Under the skin: How Toyota will make 'like-for-like' ICEs and EVs

Toyota BX4X wheel

EVs have quickly outpaced earlier tech predicitions

Toyota’s new 620-mile battery gives the same range as a comparable ICE car, thanks to huge tech advances

A quick trawl through social media reveals that not everyone is enamoured by how the alternatives to ICE-powered cars are shaping up.

That could have much to do with the fact that the 2030 ICE ban will force people out of new cars for which no comparable alternative exists – but that doesn’t mean it never will.

Toyota’s next-generation battery tech, due in three years, is an example. It will give a range of up to 620 miles, reduce cost by 20% and have a charging time of 20 minutes “or less”.

Since ‘alternative propulsion’ began to be taken seriously a couple of decades ago, no engineering consultant, independent research body or self-respecting car maker’s R&D department was without a technology roadmap representing how various types of ever more efficient engine tech would evolve.

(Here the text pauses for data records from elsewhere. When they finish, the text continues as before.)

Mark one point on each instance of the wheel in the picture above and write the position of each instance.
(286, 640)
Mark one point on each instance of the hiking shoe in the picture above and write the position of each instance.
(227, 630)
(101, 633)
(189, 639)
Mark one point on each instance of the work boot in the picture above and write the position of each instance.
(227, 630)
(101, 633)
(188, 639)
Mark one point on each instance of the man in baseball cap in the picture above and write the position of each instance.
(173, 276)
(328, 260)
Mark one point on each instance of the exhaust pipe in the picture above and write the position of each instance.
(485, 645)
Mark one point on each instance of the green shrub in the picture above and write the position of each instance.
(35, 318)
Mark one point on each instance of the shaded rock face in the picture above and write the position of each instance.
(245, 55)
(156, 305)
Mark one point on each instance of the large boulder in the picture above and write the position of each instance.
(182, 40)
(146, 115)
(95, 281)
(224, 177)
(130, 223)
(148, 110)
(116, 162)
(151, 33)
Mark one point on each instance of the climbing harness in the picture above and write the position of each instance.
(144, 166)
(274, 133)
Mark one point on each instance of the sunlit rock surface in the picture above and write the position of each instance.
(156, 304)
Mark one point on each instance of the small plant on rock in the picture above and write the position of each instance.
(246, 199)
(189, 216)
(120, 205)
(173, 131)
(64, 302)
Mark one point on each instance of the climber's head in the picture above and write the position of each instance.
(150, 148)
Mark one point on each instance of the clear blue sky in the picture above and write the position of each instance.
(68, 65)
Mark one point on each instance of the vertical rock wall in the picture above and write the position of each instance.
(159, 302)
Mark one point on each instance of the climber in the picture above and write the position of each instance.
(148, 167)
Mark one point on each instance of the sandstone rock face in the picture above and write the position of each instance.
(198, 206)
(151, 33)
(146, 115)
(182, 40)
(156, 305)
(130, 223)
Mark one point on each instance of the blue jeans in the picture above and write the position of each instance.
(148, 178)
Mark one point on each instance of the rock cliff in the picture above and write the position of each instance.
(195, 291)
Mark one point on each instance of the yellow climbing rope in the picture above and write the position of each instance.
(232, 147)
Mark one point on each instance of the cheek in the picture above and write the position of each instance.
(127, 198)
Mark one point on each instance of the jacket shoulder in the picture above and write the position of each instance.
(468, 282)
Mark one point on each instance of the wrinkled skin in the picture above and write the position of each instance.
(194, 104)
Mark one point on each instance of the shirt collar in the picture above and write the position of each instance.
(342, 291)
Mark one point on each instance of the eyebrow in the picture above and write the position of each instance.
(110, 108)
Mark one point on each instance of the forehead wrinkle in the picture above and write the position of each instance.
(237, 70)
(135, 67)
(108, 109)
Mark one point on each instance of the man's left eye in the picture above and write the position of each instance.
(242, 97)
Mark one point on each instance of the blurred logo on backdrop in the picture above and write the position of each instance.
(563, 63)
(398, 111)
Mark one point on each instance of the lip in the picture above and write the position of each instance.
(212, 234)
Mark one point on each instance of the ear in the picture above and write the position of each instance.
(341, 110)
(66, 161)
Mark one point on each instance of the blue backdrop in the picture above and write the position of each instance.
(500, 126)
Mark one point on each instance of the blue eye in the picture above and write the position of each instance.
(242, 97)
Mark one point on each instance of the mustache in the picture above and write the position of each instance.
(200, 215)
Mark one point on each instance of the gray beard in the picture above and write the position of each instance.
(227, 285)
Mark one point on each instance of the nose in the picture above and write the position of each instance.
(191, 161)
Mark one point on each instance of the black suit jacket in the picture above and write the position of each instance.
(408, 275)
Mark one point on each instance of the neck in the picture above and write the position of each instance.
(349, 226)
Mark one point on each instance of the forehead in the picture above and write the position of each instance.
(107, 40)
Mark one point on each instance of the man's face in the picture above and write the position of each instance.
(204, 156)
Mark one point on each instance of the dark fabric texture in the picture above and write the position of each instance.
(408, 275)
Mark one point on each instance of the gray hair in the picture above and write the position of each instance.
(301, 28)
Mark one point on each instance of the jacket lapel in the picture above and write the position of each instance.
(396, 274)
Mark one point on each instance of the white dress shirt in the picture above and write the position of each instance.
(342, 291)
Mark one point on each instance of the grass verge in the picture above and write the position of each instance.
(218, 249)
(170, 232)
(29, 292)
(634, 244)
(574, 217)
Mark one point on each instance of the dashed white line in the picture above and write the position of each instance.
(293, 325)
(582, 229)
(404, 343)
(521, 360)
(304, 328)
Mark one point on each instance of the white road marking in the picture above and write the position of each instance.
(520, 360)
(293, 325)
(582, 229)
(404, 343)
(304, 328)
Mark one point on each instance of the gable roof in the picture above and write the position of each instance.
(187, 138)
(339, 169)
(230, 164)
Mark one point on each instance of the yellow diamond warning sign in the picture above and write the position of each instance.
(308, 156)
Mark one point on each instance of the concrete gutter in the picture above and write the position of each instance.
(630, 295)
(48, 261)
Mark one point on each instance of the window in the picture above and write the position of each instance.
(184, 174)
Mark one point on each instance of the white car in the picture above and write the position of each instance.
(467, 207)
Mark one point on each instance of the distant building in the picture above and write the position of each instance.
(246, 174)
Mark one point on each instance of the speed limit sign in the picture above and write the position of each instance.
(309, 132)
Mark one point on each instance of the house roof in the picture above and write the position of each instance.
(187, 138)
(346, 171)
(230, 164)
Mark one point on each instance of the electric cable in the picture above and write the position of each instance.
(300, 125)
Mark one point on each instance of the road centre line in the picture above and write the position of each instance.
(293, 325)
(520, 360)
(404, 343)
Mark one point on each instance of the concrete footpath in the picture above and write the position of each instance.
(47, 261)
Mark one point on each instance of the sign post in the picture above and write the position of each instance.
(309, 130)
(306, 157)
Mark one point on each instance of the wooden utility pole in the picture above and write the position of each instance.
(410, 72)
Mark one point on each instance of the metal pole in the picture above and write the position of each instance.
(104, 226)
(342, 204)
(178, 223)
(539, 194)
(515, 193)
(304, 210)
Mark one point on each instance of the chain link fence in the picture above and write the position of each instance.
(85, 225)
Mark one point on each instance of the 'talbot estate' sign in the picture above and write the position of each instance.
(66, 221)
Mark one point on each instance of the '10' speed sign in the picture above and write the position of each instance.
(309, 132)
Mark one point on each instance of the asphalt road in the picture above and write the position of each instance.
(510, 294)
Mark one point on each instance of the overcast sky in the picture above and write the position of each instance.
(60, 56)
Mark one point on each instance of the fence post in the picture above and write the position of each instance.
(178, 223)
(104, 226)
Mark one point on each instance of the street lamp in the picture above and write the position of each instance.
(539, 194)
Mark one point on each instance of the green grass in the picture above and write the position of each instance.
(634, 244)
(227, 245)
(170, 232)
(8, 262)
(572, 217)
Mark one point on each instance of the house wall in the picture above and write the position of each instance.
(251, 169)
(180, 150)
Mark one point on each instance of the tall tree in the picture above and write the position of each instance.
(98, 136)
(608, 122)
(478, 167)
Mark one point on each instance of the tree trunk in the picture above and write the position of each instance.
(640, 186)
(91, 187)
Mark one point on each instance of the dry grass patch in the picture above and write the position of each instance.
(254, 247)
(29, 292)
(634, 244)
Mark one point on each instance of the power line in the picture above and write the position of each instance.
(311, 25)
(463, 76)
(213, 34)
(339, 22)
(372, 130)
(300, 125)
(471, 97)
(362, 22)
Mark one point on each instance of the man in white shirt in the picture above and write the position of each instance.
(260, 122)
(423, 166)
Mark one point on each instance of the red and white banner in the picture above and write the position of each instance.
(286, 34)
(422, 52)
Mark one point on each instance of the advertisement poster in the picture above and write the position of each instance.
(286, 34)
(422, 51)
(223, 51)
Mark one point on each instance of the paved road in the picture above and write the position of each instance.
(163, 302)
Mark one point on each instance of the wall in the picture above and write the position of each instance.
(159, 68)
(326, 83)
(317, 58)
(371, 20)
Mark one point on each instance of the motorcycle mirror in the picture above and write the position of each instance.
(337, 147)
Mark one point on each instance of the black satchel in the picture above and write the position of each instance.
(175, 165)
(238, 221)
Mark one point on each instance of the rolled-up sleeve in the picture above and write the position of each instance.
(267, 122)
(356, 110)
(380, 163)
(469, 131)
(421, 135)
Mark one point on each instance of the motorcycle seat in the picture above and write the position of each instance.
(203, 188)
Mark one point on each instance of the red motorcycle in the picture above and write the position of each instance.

As far as the greening of the car was concerned, the message was always: ‘There is no single solution.’

Back then, BEVs were seen as likely being confined to town use, and nobody predicted they would become this capable this quickly.

As a result, the BEV has overtaken earlier predictions to the point that drivers expect nothing less than a like-for-like replacement for an ICE car without any compromises such as refuelling time, range restriction or a sparse charging network.

But according to those roadmaps, technology is probably exceeding expectations, and there’s a chance that in the next 15 years, today’s EVs will look positively ancient.

That work being done on battery technology by past-master Toyota is an example of how quickly development is progressing. Despite the Prius being a loss-leader for years after its 1997 launch, Toyota stuck to its guns, and in the process it must have compiled an impressive knowledge base on battery development.

On that basis alone, its claims about what comes next on the technology roadmap should be worth taking seriously.

Earlier this year, the Japanese manufacturer announced a new next-generation lithium battery that will arrive by 2026 to power next-generation BEVs. These vehicles will be ground-up developments based on a modular structure with the bodies divided into three sections: front, centre and rear.

The centre section will house the battery, so any changes in rapidly progressing battery technology will only affect that section.

The 620-mile battery will be the ‘performance’ version; there will also be a ‘popularisation’ version that gives a 20% increase in cruising range compared with existing batteries, charging in less than 30 minutes, combined with, crucially, a reduction in cost of 40% compared with existing tech.

The cost reduction is due to the use of a ‘bipolar’ structure that essentially means combining two electrodes in one, reducing the number of parts by 20%.

The solid-state battery, which Toyota now hopes to commercialise in 2027 or 2028, promises even better range and a charging time of less than 10 minutes.